Like it or not, getting through Christmas ought to be a doddle and yet it is arguably the most challenging celebration of the year. What chance the manic depressive, the heavy treading salad dodger or the type who cannot, ever, sink a quick tipple and just leave it at that? Christmas is just as much about victims as it is winners and what used to be a relatively smooth ride has become, year on year, more like living through a sequence of severely botched colorectal operations. It isn’t that there’s nothing to enjoy – if anything it’s more like there’s too much – it’s just that Christmas seems to be counterintuitive to everything we are lectured about through the rest of the year.
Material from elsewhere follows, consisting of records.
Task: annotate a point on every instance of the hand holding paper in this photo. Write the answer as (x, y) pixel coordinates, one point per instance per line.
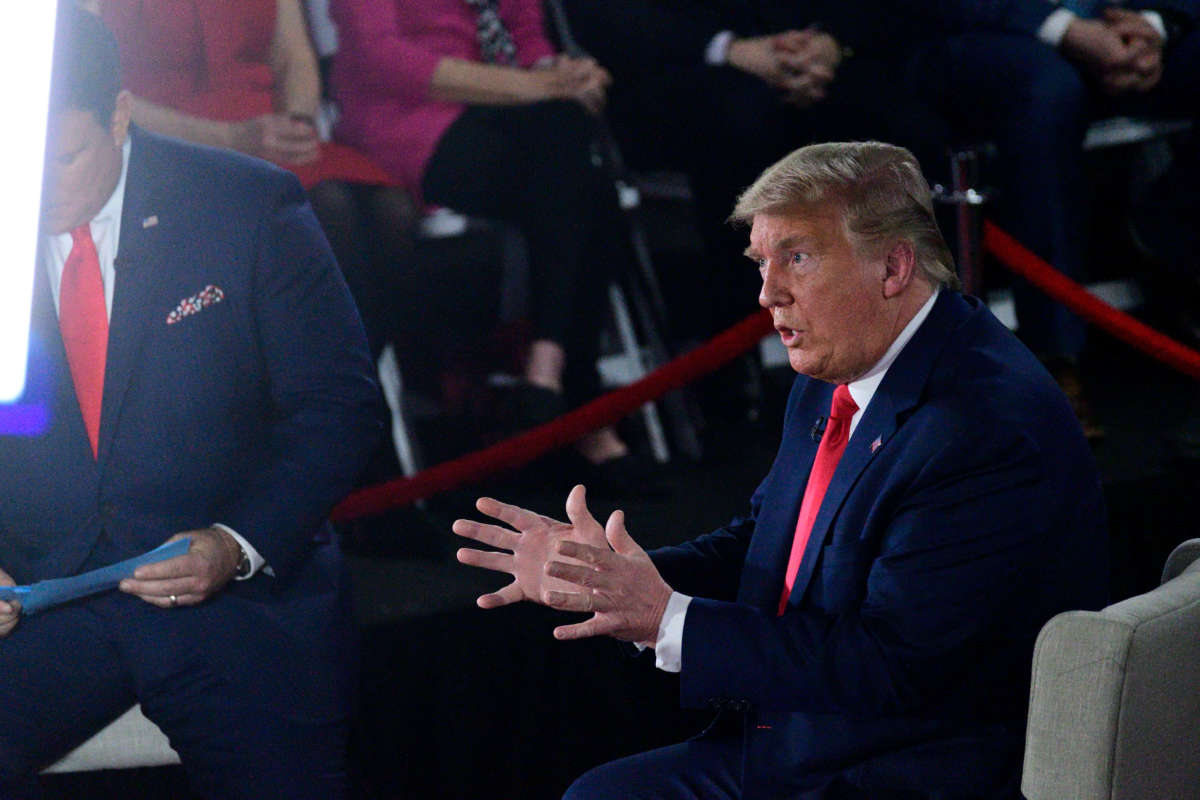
(190, 578)
(47, 594)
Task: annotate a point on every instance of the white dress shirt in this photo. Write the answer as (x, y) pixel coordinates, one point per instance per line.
(669, 647)
(1056, 24)
(106, 233)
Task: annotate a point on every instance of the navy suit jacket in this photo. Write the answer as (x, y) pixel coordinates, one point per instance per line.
(965, 512)
(257, 411)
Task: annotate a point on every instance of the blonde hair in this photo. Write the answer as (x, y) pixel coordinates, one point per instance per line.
(880, 187)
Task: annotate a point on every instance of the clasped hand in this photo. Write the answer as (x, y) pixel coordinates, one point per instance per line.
(575, 78)
(277, 137)
(802, 62)
(1122, 50)
(576, 566)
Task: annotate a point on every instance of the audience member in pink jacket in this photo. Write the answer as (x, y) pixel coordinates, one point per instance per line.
(467, 104)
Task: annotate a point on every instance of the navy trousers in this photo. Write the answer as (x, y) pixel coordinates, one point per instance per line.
(67, 672)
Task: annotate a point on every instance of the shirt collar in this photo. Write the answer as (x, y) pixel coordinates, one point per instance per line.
(863, 389)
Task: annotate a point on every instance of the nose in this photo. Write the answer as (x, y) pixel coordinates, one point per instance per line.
(773, 292)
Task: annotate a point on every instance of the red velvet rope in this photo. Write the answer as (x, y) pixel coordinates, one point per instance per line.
(610, 408)
(525, 447)
(1033, 269)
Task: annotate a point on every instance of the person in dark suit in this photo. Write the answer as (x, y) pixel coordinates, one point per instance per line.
(757, 78)
(867, 627)
(209, 377)
(1031, 76)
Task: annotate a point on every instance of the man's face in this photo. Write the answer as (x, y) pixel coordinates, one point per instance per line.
(83, 166)
(828, 300)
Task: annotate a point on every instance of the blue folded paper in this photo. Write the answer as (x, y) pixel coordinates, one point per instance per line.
(47, 594)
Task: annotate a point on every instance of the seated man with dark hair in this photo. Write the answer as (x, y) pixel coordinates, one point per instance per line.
(867, 627)
(209, 378)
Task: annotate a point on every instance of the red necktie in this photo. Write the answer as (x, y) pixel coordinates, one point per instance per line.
(83, 320)
(829, 451)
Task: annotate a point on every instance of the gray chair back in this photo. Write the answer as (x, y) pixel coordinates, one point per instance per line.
(1115, 698)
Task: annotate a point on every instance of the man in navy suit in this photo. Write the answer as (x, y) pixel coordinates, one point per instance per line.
(209, 377)
(867, 627)
(757, 78)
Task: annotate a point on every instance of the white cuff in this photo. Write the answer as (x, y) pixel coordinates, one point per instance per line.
(256, 560)
(1055, 26)
(1156, 22)
(718, 50)
(669, 648)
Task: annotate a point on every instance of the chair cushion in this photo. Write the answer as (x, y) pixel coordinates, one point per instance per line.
(130, 740)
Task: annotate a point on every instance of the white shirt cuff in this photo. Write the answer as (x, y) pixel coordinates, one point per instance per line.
(718, 50)
(1055, 26)
(256, 560)
(1156, 22)
(669, 647)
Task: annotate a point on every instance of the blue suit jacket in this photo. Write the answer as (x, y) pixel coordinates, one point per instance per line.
(965, 512)
(257, 411)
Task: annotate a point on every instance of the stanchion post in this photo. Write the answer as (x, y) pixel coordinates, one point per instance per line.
(966, 198)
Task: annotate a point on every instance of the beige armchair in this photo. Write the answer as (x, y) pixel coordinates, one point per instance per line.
(1115, 699)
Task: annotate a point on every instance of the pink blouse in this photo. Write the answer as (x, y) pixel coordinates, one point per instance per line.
(387, 56)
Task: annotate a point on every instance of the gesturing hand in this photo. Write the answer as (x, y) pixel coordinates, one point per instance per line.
(529, 547)
(190, 578)
(10, 613)
(619, 587)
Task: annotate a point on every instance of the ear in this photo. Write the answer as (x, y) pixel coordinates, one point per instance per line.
(900, 268)
(121, 116)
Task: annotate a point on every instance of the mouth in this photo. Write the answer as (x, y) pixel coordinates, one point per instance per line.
(790, 336)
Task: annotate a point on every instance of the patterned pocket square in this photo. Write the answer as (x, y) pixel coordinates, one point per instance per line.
(196, 304)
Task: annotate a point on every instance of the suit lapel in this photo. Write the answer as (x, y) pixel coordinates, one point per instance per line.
(133, 311)
(900, 391)
(45, 329)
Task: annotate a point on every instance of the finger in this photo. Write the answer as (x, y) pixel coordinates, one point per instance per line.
(585, 553)
(177, 567)
(166, 602)
(513, 515)
(505, 596)
(492, 535)
(581, 630)
(177, 587)
(485, 560)
(618, 535)
(577, 509)
(582, 602)
(581, 576)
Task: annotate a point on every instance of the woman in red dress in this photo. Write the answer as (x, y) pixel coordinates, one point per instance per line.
(243, 74)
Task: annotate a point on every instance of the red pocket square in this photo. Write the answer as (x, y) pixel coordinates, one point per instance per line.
(196, 304)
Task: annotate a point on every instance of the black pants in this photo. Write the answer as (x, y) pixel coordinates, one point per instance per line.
(532, 166)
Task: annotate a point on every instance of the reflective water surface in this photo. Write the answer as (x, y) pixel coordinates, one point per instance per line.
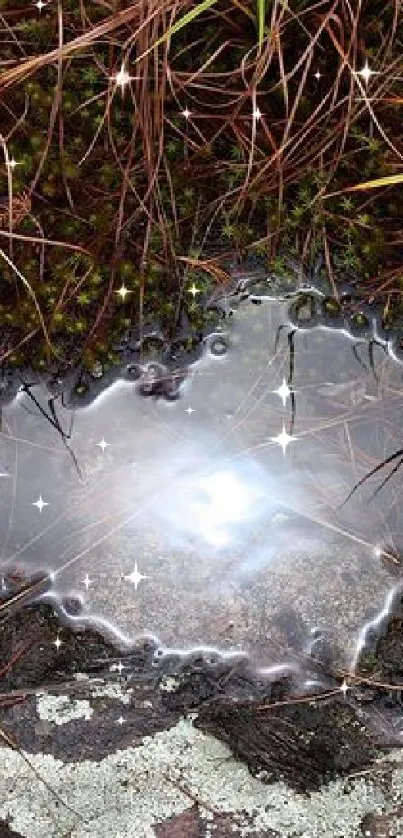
(215, 519)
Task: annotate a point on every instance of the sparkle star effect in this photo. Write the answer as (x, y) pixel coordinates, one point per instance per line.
(366, 72)
(135, 577)
(13, 163)
(40, 503)
(283, 439)
(117, 667)
(122, 78)
(344, 688)
(283, 391)
(123, 292)
(87, 581)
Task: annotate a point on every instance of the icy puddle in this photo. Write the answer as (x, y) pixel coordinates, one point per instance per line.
(216, 519)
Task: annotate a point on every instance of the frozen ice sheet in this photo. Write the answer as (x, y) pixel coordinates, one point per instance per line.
(199, 521)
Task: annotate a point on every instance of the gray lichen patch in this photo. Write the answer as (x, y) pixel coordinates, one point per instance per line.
(132, 791)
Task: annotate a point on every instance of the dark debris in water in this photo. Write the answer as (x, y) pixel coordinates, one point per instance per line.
(306, 745)
(306, 740)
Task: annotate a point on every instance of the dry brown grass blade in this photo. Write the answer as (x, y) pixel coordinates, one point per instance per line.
(390, 180)
(207, 265)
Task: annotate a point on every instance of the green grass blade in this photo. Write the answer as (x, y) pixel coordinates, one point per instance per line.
(261, 18)
(187, 18)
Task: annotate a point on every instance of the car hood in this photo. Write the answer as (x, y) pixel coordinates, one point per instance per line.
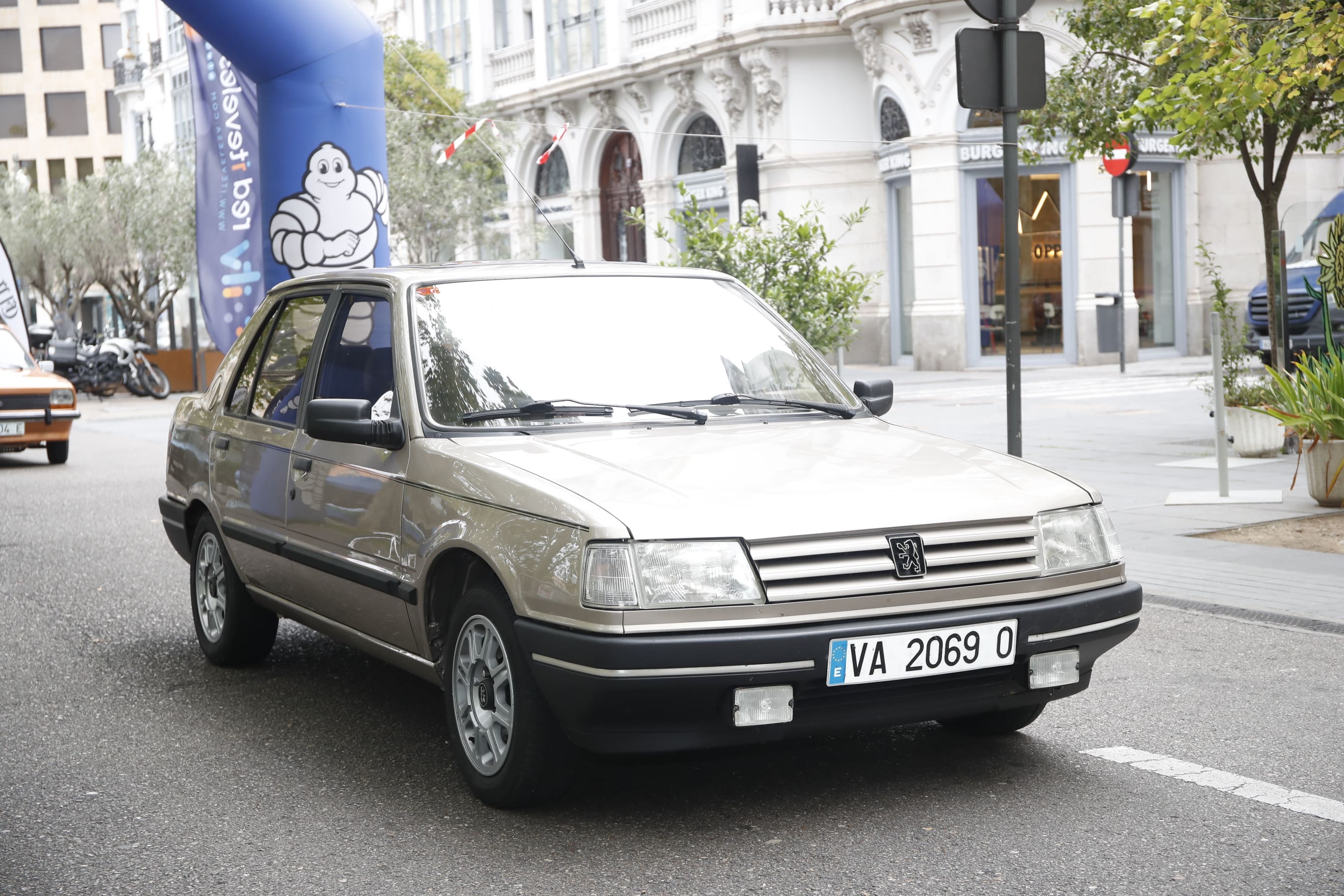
(33, 381)
(757, 480)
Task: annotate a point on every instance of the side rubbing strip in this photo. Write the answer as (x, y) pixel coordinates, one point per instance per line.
(682, 671)
(1069, 633)
(367, 577)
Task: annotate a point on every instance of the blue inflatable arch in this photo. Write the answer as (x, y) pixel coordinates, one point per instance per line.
(323, 167)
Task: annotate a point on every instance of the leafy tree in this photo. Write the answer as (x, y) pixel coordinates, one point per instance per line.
(140, 234)
(785, 264)
(435, 210)
(43, 235)
(1244, 77)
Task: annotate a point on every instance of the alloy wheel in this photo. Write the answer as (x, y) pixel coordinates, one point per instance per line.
(211, 588)
(483, 695)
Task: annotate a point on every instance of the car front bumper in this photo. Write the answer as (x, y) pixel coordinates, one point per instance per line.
(43, 425)
(652, 694)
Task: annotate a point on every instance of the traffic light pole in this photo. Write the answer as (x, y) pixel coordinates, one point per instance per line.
(1012, 254)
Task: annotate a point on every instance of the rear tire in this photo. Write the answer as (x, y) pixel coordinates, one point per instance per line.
(1002, 722)
(507, 745)
(231, 629)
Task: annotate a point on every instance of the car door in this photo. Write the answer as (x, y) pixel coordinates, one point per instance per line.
(249, 454)
(344, 516)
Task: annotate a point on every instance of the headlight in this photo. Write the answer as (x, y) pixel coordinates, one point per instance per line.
(669, 574)
(1077, 539)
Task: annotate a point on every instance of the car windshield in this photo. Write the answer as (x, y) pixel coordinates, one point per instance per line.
(11, 352)
(608, 340)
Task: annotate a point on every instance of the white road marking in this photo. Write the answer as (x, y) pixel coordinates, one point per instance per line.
(1225, 781)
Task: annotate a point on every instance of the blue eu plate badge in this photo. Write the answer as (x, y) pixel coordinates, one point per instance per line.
(839, 656)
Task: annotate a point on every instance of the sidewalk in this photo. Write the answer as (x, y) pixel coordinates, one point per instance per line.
(1115, 432)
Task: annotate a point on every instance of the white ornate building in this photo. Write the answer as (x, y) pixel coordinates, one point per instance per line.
(848, 103)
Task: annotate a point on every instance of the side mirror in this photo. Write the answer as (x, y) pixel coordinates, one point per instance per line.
(875, 394)
(347, 420)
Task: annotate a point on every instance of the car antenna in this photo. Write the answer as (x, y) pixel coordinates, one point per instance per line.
(578, 262)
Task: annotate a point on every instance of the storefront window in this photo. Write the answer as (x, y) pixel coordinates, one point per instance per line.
(1155, 271)
(903, 276)
(1041, 253)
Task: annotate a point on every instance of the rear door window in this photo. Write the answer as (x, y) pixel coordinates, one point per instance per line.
(280, 382)
(358, 362)
(241, 397)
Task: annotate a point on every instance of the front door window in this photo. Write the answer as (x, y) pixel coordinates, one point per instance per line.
(1041, 264)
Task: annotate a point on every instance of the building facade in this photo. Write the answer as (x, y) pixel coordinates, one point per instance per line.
(848, 103)
(59, 119)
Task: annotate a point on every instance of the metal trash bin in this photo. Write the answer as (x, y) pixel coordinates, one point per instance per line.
(1108, 323)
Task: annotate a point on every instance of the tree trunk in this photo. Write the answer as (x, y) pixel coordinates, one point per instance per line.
(1269, 222)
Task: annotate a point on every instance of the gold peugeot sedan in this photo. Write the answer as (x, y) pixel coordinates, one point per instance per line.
(37, 407)
(621, 508)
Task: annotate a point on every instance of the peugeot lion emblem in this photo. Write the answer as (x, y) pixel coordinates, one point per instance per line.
(908, 555)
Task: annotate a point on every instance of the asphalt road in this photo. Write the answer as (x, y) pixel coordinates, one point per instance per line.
(131, 766)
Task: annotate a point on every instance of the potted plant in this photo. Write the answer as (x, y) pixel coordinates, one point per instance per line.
(1245, 394)
(1311, 402)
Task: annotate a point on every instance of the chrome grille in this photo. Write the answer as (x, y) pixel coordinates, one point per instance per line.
(1299, 309)
(838, 566)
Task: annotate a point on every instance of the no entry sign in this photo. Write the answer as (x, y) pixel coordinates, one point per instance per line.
(1117, 158)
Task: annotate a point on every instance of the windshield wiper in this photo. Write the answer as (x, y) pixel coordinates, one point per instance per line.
(733, 398)
(553, 409)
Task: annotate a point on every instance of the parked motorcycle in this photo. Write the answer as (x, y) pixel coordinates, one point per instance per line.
(97, 366)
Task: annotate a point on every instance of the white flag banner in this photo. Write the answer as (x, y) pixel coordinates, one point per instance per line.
(11, 309)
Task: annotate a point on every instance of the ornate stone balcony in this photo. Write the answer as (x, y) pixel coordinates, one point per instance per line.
(658, 22)
(512, 68)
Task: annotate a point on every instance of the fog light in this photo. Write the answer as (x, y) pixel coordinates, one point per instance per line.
(762, 706)
(1053, 670)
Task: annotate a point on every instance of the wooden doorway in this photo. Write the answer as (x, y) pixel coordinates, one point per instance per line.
(620, 183)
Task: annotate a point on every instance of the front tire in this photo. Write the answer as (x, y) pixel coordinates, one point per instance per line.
(230, 628)
(131, 379)
(1002, 722)
(506, 742)
(154, 381)
(58, 452)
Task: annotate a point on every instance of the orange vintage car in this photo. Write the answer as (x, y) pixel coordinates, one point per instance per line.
(35, 405)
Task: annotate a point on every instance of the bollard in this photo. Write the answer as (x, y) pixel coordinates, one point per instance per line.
(1219, 423)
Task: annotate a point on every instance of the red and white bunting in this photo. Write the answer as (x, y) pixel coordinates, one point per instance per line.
(554, 143)
(448, 151)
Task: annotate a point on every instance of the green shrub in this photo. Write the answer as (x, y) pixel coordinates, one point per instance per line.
(783, 262)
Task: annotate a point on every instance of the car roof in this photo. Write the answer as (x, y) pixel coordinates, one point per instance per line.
(404, 276)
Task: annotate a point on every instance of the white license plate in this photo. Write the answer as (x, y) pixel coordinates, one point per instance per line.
(914, 655)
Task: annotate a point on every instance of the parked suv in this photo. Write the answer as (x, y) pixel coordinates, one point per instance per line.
(621, 508)
(1306, 320)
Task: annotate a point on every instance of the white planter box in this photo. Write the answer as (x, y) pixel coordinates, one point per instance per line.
(1255, 434)
(1321, 464)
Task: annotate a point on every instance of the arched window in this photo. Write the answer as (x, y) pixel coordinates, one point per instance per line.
(553, 178)
(893, 120)
(703, 149)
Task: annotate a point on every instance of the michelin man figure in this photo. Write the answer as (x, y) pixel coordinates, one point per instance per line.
(330, 225)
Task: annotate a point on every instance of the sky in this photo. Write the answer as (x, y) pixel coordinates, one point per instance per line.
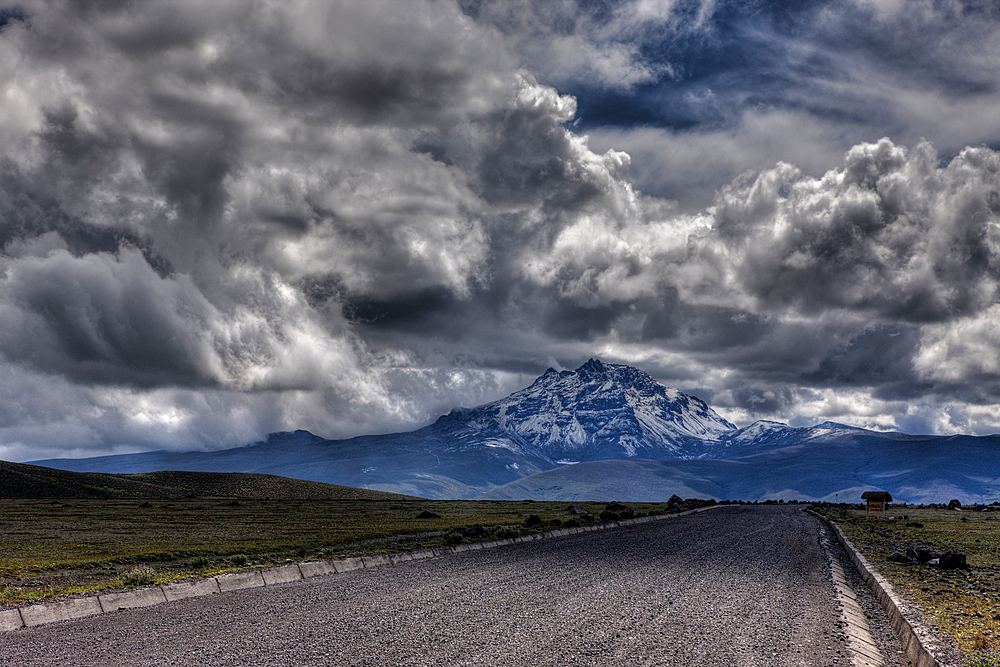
(220, 220)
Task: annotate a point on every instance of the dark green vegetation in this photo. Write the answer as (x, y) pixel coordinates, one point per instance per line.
(18, 480)
(965, 604)
(65, 546)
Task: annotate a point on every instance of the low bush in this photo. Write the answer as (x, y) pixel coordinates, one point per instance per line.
(139, 576)
(985, 659)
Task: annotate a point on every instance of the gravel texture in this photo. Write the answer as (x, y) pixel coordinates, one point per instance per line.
(878, 622)
(733, 586)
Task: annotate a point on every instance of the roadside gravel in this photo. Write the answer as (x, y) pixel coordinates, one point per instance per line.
(733, 586)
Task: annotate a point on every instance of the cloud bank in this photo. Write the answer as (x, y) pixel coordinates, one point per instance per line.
(222, 220)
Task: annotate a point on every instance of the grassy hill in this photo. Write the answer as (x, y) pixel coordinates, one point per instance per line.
(20, 480)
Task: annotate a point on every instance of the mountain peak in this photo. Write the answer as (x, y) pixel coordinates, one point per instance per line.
(601, 411)
(593, 365)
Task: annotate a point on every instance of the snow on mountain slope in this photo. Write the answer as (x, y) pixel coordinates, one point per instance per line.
(600, 411)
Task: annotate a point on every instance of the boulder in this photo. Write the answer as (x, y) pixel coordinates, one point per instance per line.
(953, 560)
(474, 531)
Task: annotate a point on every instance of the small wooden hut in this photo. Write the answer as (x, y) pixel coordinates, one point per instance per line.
(877, 500)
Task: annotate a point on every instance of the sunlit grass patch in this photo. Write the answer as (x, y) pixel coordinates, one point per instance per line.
(964, 604)
(64, 547)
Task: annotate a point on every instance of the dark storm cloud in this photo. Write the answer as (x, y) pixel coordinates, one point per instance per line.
(221, 220)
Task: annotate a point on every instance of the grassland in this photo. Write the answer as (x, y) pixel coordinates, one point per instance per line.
(56, 547)
(20, 480)
(964, 604)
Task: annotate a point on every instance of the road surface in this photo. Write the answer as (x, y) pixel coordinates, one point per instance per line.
(732, 586)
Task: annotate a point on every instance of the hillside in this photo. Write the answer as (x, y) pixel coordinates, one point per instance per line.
(824, 463)
(20, 480)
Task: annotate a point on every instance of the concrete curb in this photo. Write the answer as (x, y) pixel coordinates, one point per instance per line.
(64, 610)
(921, 644)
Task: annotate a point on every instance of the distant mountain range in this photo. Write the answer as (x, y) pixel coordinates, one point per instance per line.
(608, 431)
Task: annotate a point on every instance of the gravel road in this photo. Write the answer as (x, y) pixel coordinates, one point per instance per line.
(732, 586)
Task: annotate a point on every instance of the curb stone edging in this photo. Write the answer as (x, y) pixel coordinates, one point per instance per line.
(921, 644)
(102, 603)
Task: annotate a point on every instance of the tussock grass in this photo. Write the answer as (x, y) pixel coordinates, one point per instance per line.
(963, 604)
(55, 547)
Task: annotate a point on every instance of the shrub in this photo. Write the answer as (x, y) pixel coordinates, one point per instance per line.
(139, 576)
(985, 659)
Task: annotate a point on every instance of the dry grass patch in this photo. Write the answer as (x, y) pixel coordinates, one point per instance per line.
(62, 547)
(964, 604)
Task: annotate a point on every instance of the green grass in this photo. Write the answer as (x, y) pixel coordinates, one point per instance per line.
(61, 547)
(963, 604)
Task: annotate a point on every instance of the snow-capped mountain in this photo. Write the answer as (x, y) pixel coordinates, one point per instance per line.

We are told, without relent, to cut back on bad habits, do more exercise, eat this but not that, eat that way but not this, get out more, avoid going out, only enjoy ourselves in a safe and healthy manner, sleep better, be mindful, voice our feelings and do our shoelaces while we’re at it and then, come the middle of November we are bombarded with a thousand and one ways to hasten our demise through unbridled, sickly greed. Ding dong merrily on high!
But it’s ok, really it is. I’ll be hibernating for most of this Christmas and I’ll take rather a lot of joy from firing scattershot sarcasm at the telly, muttering obscenities every time I hear ‘Stop The Cavalry’, and buying enough cut price gin to tempt the Queen Mother back from the grave. I’ll eat too much and drink too much and smoke more than I usually do and I’ll wake up each morning wishing I had showed a little more restraint and then proceed through each day showing no restraint whatsoever. Because if there’s one time of the year when you may as well throw all your regrets out of the window it’s Christmas. It won’t stop you having regrets but it will put them all into a little seasonal perspective. It’s the one time of year when you can go over the top and be safe in the knowledge that everyone else is doing more or less the same, and if there’s one thing better than diluting your own guilt it’s other people doing it for you. And that is worth celebrating. I know that I miss the old Christmas, the Christmas you only get when you’re a kid, but I think I’d always rather have this Christmas, any Christmas, than no Christmas at all. And when it comes to next June, whether I want to or not, I’ll find myself thinking about Christmas all over again and even, in my weaker moments, looking forward to it a little bit. For I am told I am made in God’s image, and am therefore an idiot.